Breast cancer is most commonly diagnosed in women, and the risk of development of breast cancer increases with age. All women are at risk for breast cancer, and one in eight women is predicted in the United States to have breast cancer develop at some point in life. Early detection with self examination or mammography is key and may be the reason for the slowly declining increase in breast cancer mortality rates. Surgical procedures on the breast are performed to establish a definitive diagnosis when cancer is a possibility or to treat a breast cancer. These surgeries range from biopsy to mastectomy. In addition, a sentinel node biopsy can be performed to help establish a diagnosis. Axillary node dissection may be necessary. Other breast surgeries include mastopexy, augmentation mammoplasty, and reduction mammoplasty.

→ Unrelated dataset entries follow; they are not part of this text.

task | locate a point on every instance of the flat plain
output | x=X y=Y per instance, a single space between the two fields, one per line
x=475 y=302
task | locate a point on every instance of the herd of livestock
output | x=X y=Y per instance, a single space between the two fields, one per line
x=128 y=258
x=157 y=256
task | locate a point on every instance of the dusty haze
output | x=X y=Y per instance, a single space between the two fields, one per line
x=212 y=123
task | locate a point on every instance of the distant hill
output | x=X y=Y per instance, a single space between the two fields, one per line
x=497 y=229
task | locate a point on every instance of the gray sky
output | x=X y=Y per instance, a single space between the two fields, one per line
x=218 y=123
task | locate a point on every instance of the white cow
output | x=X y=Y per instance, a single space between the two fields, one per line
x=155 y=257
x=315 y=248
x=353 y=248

A diagnosis of breast cancer can be overwhelming for both the patient and their family. Many facilities have hired breast care nurse navigators to offer support, answer questions, and “navigate” the patient through their journey.8 After breast surgery, patients need emotional support and encouragement to express concerns and fears. Patients should be provided with accurate and complete information in a hopeful and positive manner, yet they should not be given unfounded or unreasonable hopes and promises. The nurse navigator, as an educator and patient advocate, can be a single point of contact for the patient and their family. In addition, perianesthesia nurses should encourage patients to discuss their fears and feelings regarding their diagnosis and treatment and provide patients with detailed postoperative instructions (see Chapter 28). The web site for the American Cancer Society (www.cancer.org) can provide the patient with an abundance of information regarding breast cancer after care and support groups.